By: WISCONSIN LAW JOURNAL STAFF//June 22, 2011//
By: WISCONSIN LAW JOURNAL STAFF//June 22, 2011//
Employment
ERISA; deference
Where an ERISA plan is liable for damages, its method for calculating damages is not entitled to deference.
“[T]he Plan defendants did not exercise interpretive discretion over the projection rate for calculating future interest credits. Nor did the Plan terms permit such interpretation. Therefore, this is not case about the fiduciaries’ construal of the Plan, and the Supreme Court’s Firestone and Conkright decisions have little authoritative to say. Especially given the IRS Notice, we are loath to convert this into a matter of Plan discretion for the first time in connection with calculating damages for participants who have long since left the Plans.
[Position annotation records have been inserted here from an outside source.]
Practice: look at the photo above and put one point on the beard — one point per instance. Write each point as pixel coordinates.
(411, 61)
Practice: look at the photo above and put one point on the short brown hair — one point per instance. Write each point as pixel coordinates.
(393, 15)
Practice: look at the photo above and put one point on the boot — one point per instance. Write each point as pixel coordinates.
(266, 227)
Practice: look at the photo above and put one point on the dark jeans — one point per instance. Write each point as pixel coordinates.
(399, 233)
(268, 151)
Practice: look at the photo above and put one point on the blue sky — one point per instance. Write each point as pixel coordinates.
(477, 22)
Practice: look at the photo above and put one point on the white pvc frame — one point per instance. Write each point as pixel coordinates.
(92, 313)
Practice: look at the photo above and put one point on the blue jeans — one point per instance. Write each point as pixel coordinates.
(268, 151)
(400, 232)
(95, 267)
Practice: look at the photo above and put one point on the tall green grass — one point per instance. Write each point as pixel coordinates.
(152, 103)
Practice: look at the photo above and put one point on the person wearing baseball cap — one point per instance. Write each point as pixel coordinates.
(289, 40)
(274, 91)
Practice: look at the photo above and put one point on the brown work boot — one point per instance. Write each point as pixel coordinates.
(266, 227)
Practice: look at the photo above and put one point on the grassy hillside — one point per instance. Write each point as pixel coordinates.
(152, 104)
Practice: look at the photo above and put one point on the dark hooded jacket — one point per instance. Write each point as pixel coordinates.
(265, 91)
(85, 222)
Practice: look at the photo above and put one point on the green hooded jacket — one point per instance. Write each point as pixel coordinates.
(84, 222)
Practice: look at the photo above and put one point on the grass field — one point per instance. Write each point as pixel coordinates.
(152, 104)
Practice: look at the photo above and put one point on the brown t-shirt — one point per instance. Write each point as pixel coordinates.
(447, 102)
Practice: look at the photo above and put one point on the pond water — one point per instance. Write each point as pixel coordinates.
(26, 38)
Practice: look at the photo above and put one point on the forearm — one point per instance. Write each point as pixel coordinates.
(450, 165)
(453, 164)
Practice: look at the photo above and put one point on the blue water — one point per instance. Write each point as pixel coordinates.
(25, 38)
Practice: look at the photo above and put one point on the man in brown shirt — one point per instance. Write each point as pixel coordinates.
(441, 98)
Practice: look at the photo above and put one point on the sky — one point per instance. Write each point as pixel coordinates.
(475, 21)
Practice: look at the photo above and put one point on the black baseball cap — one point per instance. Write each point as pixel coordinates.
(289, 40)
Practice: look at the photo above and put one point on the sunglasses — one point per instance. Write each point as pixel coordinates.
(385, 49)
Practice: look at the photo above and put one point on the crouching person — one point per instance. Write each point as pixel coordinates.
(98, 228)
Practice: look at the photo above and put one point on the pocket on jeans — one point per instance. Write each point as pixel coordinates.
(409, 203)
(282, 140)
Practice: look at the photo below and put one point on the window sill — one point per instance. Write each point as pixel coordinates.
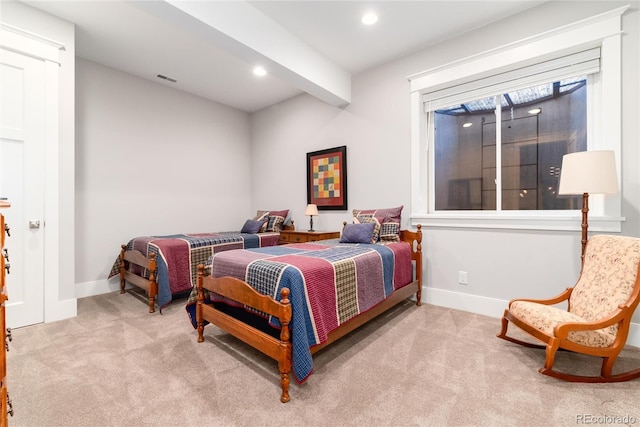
(518, 221)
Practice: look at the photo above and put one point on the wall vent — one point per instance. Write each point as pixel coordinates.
(160, 76)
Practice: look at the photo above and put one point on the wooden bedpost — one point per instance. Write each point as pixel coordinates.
(153, 285)
(122, 268)
(199, 304)
(419, 265)
(284, 362)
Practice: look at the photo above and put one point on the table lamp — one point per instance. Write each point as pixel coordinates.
(311, 211)
(587, 172)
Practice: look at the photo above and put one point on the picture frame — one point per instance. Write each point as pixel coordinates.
(327, 178)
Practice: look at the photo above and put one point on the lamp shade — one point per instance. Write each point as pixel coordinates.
(592, 172)
(311, 210)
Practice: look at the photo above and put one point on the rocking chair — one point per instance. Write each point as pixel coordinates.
(599, 310)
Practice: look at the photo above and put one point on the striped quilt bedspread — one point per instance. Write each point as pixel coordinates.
(330, 284)
(178, 256)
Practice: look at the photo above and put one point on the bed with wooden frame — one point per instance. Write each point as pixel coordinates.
(165, 267)
(216, 294)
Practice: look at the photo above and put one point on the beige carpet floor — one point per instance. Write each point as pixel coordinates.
(117, 365)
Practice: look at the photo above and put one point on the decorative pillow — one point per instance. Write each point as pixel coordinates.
(375, 233)
(357, 233)
(262, 216)
(251, 226)
(389, 219)
(390, 232)
(276, 219)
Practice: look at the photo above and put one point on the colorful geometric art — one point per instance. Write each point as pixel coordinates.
(326, 177)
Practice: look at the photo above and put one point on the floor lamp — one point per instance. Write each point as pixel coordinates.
(587, 172)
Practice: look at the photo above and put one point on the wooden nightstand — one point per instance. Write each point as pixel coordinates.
(299, 236)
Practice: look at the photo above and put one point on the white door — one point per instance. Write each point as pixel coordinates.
(22, 132)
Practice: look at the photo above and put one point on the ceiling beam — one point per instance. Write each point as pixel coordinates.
(248, 34)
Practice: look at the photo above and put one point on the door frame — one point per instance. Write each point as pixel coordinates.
(30, 44)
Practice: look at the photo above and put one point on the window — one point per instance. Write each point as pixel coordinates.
(538, 125)
(489, 132)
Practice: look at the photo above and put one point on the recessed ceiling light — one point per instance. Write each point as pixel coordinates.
(369, 18)
(163, 77)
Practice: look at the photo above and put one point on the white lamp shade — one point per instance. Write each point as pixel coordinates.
(311, 210)
(592, 172)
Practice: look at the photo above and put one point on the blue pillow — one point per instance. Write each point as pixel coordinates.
(251, 226)
(357, 233)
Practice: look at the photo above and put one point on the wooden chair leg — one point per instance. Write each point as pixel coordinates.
(550, 359)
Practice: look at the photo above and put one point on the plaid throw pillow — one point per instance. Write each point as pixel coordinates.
(389, 219)
(375, 235)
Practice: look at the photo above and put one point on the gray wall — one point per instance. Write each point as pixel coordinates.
(375, 127)
(151, 160)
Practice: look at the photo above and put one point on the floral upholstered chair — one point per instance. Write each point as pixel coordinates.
(598, 310)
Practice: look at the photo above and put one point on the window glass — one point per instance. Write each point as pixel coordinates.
(537, 126)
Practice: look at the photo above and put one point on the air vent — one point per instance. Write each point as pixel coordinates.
(160, 76)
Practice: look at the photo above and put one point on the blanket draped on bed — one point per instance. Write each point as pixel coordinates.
(330, 283)
(178, 256)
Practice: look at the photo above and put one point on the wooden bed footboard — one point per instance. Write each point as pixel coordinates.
(237, 290)
(127, 258)
(280, 349)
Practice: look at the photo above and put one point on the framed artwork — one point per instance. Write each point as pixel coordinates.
(327, 179)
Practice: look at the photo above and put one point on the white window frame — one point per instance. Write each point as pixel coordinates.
(604, 112)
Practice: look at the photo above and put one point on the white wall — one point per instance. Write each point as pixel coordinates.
(61, 231)
(151, 160)
(501, 264)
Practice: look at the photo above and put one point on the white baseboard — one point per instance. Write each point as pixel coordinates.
(491, 307)
(97, 287)
(486, 306)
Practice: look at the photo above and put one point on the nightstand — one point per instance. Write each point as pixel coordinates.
(299, 236)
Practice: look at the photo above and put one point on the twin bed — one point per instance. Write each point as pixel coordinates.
(291, 301)
(166, 267)
(286, 301)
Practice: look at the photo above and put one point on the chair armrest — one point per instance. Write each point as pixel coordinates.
(562, 330)
(551, 301)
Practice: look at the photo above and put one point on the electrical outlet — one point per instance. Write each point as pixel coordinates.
(462, 277)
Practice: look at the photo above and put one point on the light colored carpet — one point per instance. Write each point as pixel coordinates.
(117, 365)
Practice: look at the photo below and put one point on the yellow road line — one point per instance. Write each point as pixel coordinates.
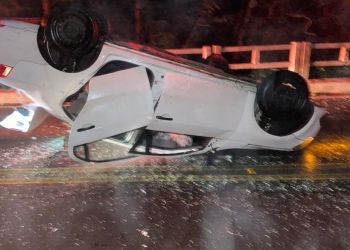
(170, 179)
(102, 168)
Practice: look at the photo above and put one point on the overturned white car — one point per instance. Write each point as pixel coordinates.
(125, 99)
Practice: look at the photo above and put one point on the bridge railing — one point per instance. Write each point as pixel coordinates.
(299, 60)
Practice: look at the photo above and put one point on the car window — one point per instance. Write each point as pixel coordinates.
(163, 143)
(109, 149)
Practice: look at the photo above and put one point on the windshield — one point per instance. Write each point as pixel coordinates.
(113, 148)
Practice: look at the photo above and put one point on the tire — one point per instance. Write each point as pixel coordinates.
(73, 37)
(283, 104)
(283, 94)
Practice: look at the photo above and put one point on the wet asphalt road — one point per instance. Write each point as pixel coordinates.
(235, 200)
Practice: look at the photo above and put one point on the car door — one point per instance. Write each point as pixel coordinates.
(118, 103)
(197, 105)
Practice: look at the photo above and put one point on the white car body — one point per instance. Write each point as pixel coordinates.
(184, 99)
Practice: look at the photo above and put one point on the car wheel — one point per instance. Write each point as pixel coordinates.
(283, 103)
(73, 37)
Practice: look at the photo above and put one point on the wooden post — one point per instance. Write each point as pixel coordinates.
(343, 54)
(305, 57)
(255, 57)
(294, 57)
(206, 52)
(216, 49)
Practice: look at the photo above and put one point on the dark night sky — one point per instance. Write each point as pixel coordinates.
(187, 23)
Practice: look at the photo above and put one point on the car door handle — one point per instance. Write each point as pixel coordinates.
(86, 128)
(164, 117)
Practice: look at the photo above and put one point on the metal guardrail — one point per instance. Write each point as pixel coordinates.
(299, 55)
(299, 61)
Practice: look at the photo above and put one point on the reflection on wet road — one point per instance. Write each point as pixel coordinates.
(233, 200)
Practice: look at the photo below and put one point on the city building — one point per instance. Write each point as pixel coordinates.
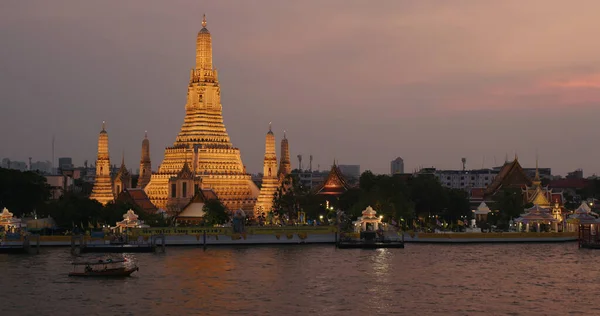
(65, 163)
(397, 166)
(335, 185)
(350, 171)
(577, 174)
(103, 190)
(203, 143)
(465, 179)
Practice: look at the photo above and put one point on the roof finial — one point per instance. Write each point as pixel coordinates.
(537, 171)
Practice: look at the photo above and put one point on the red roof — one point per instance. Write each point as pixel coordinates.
(335, 184)
(477, 193)
(569, 183)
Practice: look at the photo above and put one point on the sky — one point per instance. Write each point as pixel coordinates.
(362, 82)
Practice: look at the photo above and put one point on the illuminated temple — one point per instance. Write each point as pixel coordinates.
(202, 155)
(103, 186)
(270, 180)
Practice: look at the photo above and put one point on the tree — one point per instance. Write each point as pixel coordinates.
(215, 213)
(509, 201)
(73, 210)
(22, 192)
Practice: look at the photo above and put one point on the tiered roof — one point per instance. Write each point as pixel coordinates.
(511, 175)
(335, 184)
(139, 198)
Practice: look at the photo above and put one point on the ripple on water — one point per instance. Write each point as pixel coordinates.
(321, 280)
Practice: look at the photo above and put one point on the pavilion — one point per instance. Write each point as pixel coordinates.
(536, 215)
(130, 220)
(8, 221)
(583, 215)
(369, 216)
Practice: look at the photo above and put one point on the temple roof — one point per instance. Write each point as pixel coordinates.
(195, 208)
(139, 198)
(335, 184)
(186, 172)
(511, 175)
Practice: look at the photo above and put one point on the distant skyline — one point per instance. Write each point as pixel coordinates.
(355, 81)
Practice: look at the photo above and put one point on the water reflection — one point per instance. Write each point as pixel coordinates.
(288, 280)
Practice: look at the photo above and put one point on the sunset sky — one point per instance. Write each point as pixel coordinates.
(359, 81)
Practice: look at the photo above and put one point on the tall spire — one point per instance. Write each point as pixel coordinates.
(145, 164)
(204, 48)
(536, 179)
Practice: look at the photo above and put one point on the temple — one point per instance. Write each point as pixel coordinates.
(335, 184)
(122, 179)
(285, 165)
(203, 153)
(103, 189)
(270, 180)
(513, 176)
(145, 164)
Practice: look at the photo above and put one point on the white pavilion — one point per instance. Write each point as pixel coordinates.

In hindsight, it seems that the defendants had no way to escape being accountable for the unlawful wash calculation once it was codified in the Plans (other than perhaps procuring an amendment of the Plan terms from the employer). This was an unfortunate predicament for the Plan defendants, but that does not mean they are now entitled to deference in calculating the plaintiffs’ post-hoc recovery.”
Affirmed in part, and Reversed in part.
10-3917, 10-3918, 10-3988 & 10-3989 Thompson v. Retirement Plan for Employees of S.C. Johnson & Son, Inc.
Appeals from the United States District Court for the Eastern District of Wisconsin, Stadtmueller, J., Cudahy, J.